On 9/21/2022 7:43 PM, Jason Wang wrote:

This patch implements features provisioning for vdpa_sim_net.

1) validating the provisioned features to be a subset of the parent
 features.
2) clearing the features that is not wanted by the userspace

For example:

# vdpa mgmtdev show
vdpasim_net:
supported_classes net
max_supported_vqs 3
dev_features MTU MAC CTRL_VQ CTRL_MAC_ADDR ANY_LAYOUT VERSION_1 
ACCESS_PLATFORM

Sighs, not to blame any one and it's perhaps too late, but this
"dev_features" attr in "mgmtdev show" command output should have been
called "supported_features" in the first place.

Not sure I get this, but I guess this is the negotiated features actually.

Actually no, that is why I said the name is a bit confusing and 
"supported_features" might sound better.

You're right, it's an mgmtdev show actually.
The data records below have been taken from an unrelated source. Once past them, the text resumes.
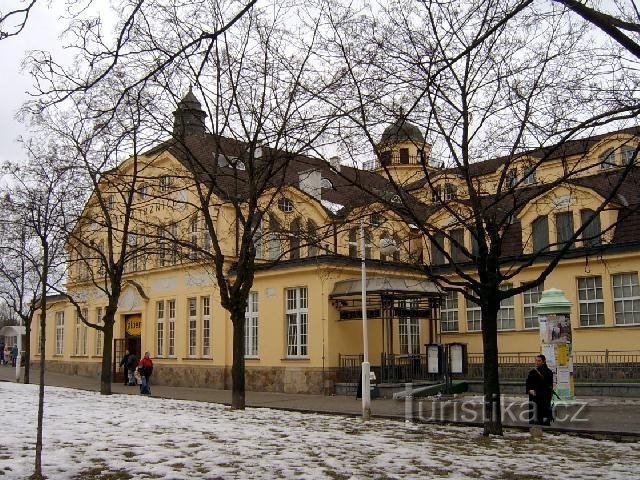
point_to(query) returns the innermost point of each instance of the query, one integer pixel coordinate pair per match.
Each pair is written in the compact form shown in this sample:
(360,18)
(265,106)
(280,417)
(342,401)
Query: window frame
(473,308)
(449,313)
(529,308)
(251,326)
(623,300)
(598,301)
(297,322)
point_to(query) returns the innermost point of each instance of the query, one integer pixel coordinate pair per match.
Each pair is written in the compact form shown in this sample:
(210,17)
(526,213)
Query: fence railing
(588,366)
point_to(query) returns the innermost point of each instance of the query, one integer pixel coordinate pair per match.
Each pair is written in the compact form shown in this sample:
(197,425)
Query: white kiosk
(554,311)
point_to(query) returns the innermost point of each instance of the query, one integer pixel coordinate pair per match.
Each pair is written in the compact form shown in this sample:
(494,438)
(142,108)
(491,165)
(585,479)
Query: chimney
(310,181)
(335,163)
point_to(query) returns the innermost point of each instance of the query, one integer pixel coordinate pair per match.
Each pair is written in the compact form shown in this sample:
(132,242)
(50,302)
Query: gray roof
(386,285)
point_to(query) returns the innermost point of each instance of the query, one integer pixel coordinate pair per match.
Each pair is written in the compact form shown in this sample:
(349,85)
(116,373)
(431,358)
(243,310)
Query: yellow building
(303,320)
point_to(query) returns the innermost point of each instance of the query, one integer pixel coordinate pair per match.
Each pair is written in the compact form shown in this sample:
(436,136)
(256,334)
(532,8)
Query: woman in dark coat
(540,390)
(145,368)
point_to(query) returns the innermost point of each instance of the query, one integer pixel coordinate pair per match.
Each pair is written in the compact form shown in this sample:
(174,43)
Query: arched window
(274,238)
(591,234)
(313,240)
(294,239)
(540,233)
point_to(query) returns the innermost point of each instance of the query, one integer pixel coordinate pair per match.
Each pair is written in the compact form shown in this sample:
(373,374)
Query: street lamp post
(366,367)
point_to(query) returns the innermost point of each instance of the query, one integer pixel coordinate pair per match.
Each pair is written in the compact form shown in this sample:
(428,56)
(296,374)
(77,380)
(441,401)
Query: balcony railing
(589,366)
(392,160)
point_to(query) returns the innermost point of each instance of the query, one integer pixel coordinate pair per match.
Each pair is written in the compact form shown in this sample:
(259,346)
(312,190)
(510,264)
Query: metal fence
(588,366)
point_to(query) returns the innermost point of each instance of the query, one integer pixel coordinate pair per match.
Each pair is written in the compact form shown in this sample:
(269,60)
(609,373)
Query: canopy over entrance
(389,298)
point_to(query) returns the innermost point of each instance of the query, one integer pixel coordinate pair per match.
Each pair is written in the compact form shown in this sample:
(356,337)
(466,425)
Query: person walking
(132,364)
(145,368)
(125,368)
(14,354)
(539,386)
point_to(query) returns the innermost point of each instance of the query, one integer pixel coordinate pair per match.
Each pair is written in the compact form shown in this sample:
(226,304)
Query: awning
(396,287)
(12,331)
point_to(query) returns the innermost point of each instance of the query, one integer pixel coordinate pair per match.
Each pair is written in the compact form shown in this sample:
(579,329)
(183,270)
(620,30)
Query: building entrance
(132,341)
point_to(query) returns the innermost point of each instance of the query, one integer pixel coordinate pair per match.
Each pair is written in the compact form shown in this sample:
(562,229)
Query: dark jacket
(146,367)
(540,380)
(132,361)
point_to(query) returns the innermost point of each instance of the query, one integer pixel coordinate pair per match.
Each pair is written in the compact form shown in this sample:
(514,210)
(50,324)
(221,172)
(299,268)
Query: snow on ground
(88,436)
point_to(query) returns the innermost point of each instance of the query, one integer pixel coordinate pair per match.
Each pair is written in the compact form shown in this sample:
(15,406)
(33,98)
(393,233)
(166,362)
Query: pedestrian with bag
(539,386)
(146,369)
(125,368)
(132,363)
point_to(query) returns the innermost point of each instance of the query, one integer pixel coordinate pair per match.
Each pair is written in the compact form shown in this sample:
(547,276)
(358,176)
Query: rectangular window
(251,326)
(529,174)
(80,339)
(474,316)
(628,155)
(99,333)
(540,233)
(409,329)
(530,299)
(457,245)
(607,159)
(437,247)
(449,313)
(192,321)
(564,227)
(626,298)
(404,155)
(171,331)
(591,233)
(591,305)
(297,322)
(164,183)
(193,238)
(173,255)
(506,314)
(205,303)
(59,333)
(160,329)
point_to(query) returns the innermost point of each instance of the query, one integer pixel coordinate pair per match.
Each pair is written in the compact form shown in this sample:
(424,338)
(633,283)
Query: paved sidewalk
(609,416)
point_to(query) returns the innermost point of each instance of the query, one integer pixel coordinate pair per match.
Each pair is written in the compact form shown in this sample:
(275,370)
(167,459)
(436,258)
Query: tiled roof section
(563,150)
(201,154)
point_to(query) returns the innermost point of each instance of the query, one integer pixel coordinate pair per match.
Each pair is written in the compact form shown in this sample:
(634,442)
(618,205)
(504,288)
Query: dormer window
(512,178)
(164,183)
(628,155)
(404,156)
(529,174)
(450,191)
(607,159)
(285,205)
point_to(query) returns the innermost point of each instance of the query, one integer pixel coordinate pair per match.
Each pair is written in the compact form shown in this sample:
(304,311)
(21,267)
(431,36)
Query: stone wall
(259,379)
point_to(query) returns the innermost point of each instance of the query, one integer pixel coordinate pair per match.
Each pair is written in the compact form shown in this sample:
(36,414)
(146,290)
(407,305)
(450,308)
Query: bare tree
(14,18)
(256,84)
(623,25)
(19,271)
(473,85)
(39,193)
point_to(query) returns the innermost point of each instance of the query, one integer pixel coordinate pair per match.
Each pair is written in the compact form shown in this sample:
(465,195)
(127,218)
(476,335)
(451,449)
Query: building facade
(303,316)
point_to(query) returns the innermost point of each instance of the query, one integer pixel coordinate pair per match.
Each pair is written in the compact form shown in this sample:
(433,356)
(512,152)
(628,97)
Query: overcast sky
(41,33)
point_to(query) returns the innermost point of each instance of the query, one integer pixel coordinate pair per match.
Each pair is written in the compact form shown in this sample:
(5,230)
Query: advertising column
(554,311)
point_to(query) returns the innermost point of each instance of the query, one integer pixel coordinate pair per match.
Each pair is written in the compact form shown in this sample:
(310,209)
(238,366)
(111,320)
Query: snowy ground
(91,437)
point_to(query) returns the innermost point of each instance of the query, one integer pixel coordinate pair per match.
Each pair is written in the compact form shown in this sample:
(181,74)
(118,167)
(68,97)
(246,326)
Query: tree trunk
(37,473)
(237,368)
(492,408)
(107,355)
(27,350)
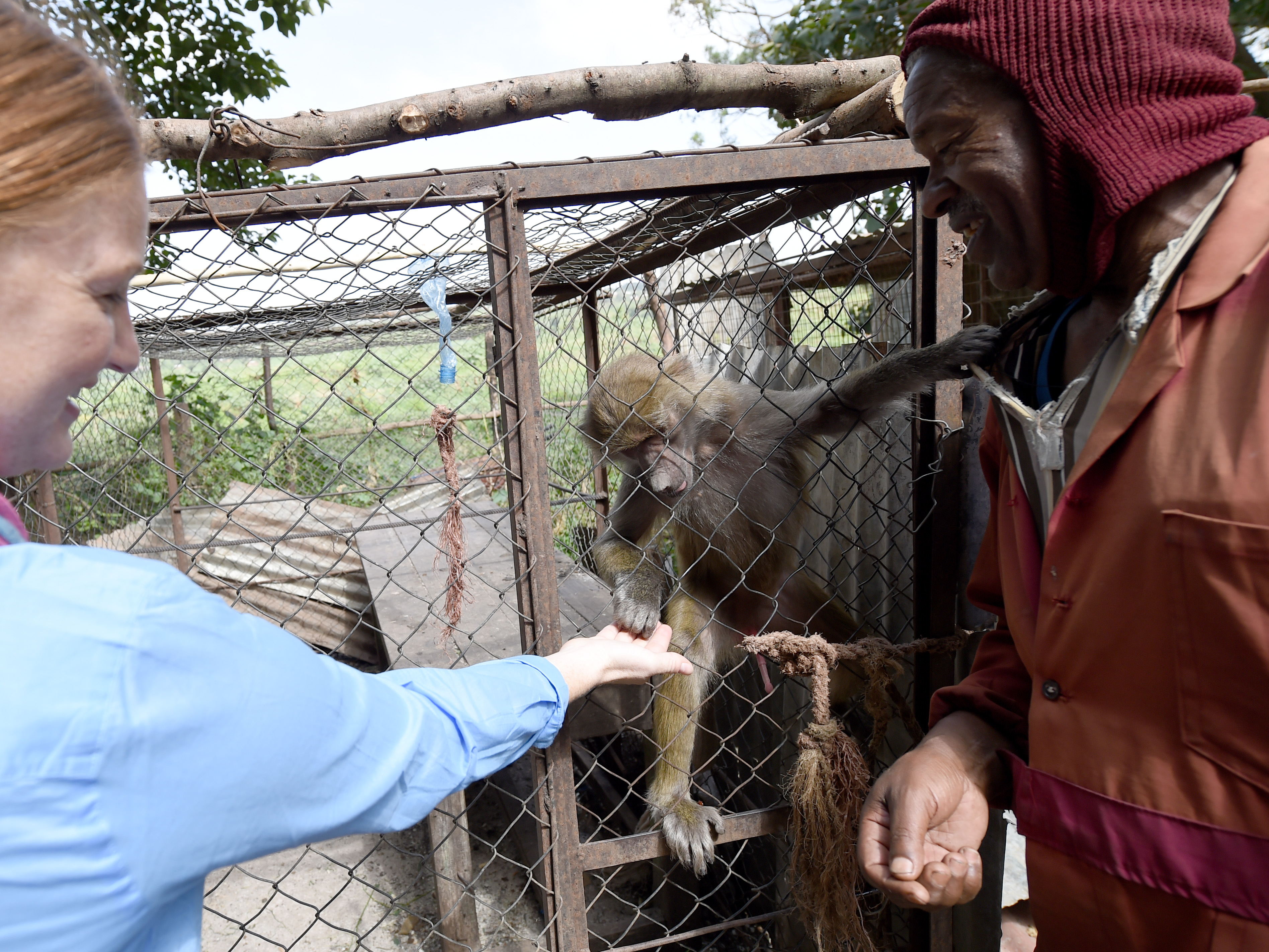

This attribute in the parent device (mgmtdev) denotes the real device 
capability for what virtio features can be supported by the parent device. Any 
unprivileged user can check into this field to know parent device's capability 
without having to create a child vDPA device at all. The features that child 
vDPA device may support should be a subset of, or at most up to what the parent 
device offers. For e.g. the vdpa device dev1 you created below can expose less 
or equal device_features bit than 0x308820028 (MTU MAC CTRL_VQ CTRL_MAC_ADDR 
ANY_LAYOUT VERSION_1 ACCESS_PLATFORM), but shouldn't be no more than what the 
parent device can actually support.

Yes, I didn't see anything wrong with "dev_features",

Yep, it didn't appear to me anything wrong either at first sight, then I gave my R-b on the series introduced this attribute. But it's not 
a perfect name, either, on the other hand. Parav later pointed out that the corresponding enum definition for this attribute should follow 
pre-existing naming convention that we should perhaps do s/VDPA_ATTR_DEV_SUPPORTED_FEATURES/VDPA_ATTR_MGMTDEV_SUPPORTED_FEATURES/ to get it 
renamed, as this is a mgmtdev level attribute, which I agree. Now that with the upcoming "device_features" attribute (vdpa dev 
level) from this series, it's subject to another confusions between these two similar names, but actually would represent things at 
different level. While all other attributes in "mgmtdev dev show" seem to be aligned with the "supported_" prefix, e.g. 
supported_classes, max_supported_vqs, from which I think the stance of device is already implied through "mgmtdev" in the 
command. For the perspective of clarify and easy distinction, "supported_features" seems to be a better name than 
"dev_features".

See another reply, I think I get your point,

1) VDPA_ATTR_VDPA_DEV_SUPPORTED_FEATURES (lingshan's series) and
VDPA_ATTR_VDPA_DEV_FEATURES should be equivalent and unified to a
single attribute.
2) A better name to "supported_features" should be fine, patches are welcomed


  it aligns to the
virtio spec which means the features could be used to create a vdpa
device. But if everyone agree on the renaming, I'm fine.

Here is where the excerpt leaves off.